Both benchmarks were down nearly 8% for the week - the largest weekly slide for Brent since January.
Crude futures remain some 75% above 12-year lows of $27 for Brent and $26 for WTI hit in the first quarter. But the market has gyrated since hitting above $50 as a glut of refined products replaced worries about crude oversupplies that caused a near two-year long tumble earlier.
Futures hit two-month lows on Thursday, with WTI breaking below key support of $45.83 after weekly drawdowns in US crude looked inadequate to assuage investor concerns.
"I think we have strong support at $44 for WTI now. Some of the gloom and doom on demand destruction for oil has gone away with the US jobs numbers," said Phil Flynn, analyst at Chicago-based brokerage Price Futures Group.
"US shale oil continues to hurt, as many banks are exiting the segment in general," fuel hedging firm Global Risk Management said in its second-half 2016 oil market outlook.
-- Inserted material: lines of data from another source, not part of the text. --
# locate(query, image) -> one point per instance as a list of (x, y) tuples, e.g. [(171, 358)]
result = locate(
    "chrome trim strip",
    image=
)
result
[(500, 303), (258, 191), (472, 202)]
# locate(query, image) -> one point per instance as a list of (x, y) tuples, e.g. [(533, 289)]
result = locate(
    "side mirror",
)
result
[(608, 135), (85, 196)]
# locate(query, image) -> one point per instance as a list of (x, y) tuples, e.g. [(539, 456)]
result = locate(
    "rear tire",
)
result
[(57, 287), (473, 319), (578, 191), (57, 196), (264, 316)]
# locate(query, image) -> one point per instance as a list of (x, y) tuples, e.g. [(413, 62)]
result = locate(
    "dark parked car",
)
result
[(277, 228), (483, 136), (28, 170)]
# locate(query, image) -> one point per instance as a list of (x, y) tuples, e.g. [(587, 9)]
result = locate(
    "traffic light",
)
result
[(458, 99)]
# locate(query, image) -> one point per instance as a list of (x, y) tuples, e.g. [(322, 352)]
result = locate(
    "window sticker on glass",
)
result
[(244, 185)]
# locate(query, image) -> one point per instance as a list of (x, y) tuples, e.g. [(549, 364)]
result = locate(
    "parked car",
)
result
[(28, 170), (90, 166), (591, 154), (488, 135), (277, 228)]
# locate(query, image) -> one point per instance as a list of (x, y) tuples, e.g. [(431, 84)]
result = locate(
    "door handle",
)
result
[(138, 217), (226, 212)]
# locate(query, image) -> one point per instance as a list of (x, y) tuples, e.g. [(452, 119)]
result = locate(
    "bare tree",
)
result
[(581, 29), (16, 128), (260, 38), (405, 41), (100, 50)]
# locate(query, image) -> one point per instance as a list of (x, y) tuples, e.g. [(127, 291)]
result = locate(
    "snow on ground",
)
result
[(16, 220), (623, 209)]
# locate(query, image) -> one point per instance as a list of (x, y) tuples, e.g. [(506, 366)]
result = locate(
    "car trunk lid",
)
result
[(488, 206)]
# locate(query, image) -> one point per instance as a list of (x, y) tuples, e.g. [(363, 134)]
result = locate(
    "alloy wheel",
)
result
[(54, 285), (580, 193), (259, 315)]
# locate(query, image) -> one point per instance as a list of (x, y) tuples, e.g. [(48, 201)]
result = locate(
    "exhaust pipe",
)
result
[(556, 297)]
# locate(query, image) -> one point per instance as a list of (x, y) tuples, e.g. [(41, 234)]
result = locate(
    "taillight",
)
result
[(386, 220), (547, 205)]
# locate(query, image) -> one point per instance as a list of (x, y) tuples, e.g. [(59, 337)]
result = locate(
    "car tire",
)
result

Traders said, however, that the outlook would likely be choppy as the threat of supply reductions could tighten markets.
"The increased unrest and attacks on pipelines among others in Nigeria and Iraq affect the countries' oil output," Global Risk Management said.
However, an ongoing glut in refined products, especially in Asia and North America, as well as slowing economic growth weighed on oil.
"Refining margins were down sharply in all regions over the last week and gasoline cracks went into free fall," US investment bank Jefferies said.
Asian benchmark Singapore gasoline margins have slumped more than 86% this year to just $2.28 barrels, the lowest since the fourth quarter of 2013.